È ormai indubbio che i cambiamenti climatici rappresentano attualmente la più grande sfida che istituzioni e popolazioni sono chiamati ad affrontare. L’azione per farvi fronte è duplice e comporta la messa in campo di politiche complesse e integrate. Da un lato, contrastando le cause dell’innalzamento delle temperature globali mediante interventi di mitigazione capaci di ridurre realmente le emissioni di gas-serra. Dall’altro, predisponendo piani di adattamento in grado di minimizzare gli impatti dei cambiamenti climatici a livello locale e sostenere le capacità resilienti dei territori. Su tale ultimo punto, centrale è il ruolo dei governi territoriali e, in particolare, regionali. Analizziamo il caso dell’Abruzzo.

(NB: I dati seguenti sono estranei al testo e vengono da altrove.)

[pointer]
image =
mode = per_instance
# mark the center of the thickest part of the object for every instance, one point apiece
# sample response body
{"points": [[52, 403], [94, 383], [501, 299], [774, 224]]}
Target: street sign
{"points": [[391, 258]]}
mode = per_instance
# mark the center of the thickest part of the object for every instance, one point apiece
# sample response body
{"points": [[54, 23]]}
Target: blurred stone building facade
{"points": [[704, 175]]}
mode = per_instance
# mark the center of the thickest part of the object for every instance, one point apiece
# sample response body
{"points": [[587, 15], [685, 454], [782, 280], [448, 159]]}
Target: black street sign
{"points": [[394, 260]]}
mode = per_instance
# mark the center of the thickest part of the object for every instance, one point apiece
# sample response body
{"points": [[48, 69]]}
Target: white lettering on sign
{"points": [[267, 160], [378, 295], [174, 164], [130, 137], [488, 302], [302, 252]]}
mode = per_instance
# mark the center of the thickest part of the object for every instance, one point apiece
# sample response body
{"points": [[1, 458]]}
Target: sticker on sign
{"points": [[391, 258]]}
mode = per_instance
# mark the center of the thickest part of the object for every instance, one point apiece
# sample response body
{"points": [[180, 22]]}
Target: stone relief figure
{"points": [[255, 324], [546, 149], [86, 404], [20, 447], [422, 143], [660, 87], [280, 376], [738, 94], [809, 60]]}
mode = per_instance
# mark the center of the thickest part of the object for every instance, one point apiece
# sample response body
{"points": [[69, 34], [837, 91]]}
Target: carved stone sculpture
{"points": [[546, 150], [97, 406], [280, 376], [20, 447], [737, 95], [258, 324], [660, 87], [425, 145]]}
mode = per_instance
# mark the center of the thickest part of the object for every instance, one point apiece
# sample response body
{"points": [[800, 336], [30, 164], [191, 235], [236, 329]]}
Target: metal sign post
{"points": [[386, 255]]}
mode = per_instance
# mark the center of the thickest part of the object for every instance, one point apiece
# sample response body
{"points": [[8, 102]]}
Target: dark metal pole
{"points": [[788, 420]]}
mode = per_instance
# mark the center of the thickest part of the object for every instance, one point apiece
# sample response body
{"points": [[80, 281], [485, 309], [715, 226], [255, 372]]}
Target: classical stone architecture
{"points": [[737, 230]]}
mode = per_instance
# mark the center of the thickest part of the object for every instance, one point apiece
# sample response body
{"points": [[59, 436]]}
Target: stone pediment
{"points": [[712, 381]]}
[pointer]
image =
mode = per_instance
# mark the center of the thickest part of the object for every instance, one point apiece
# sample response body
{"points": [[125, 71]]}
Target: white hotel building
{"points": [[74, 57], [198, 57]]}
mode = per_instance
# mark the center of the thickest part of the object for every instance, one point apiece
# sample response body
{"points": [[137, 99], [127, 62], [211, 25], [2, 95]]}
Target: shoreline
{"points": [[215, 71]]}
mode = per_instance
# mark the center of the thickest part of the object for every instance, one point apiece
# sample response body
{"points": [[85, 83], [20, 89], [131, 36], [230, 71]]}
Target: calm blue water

Il territorio regionale è caratterizzato dalla più alta diversità climatica dell’Italia peninsulare, da una elevata vulnerabilità agli impatti dei cambiamenti climatici e dalla necessità di accelerare sul tema delle ‘compensazioni ecosistemiche’; fin dal 2015 e partendo da zero, il Governo abruzzese si impegnò, a varare il proprio Piano Regionale di Adattamento (PACC) avviando la stesura del ‘Profilo Climatico’ (propedeutico al Piano e presentato nel giugno 2017) ed affidando la sua elaborazione ed il coordinamento del necessario processo partecipativo al Dipartimento ‘Disputer’ dell’Università ‘G. D’Annunzio’ ed al ‘Centro Documentazione Conflitti Ambientali’.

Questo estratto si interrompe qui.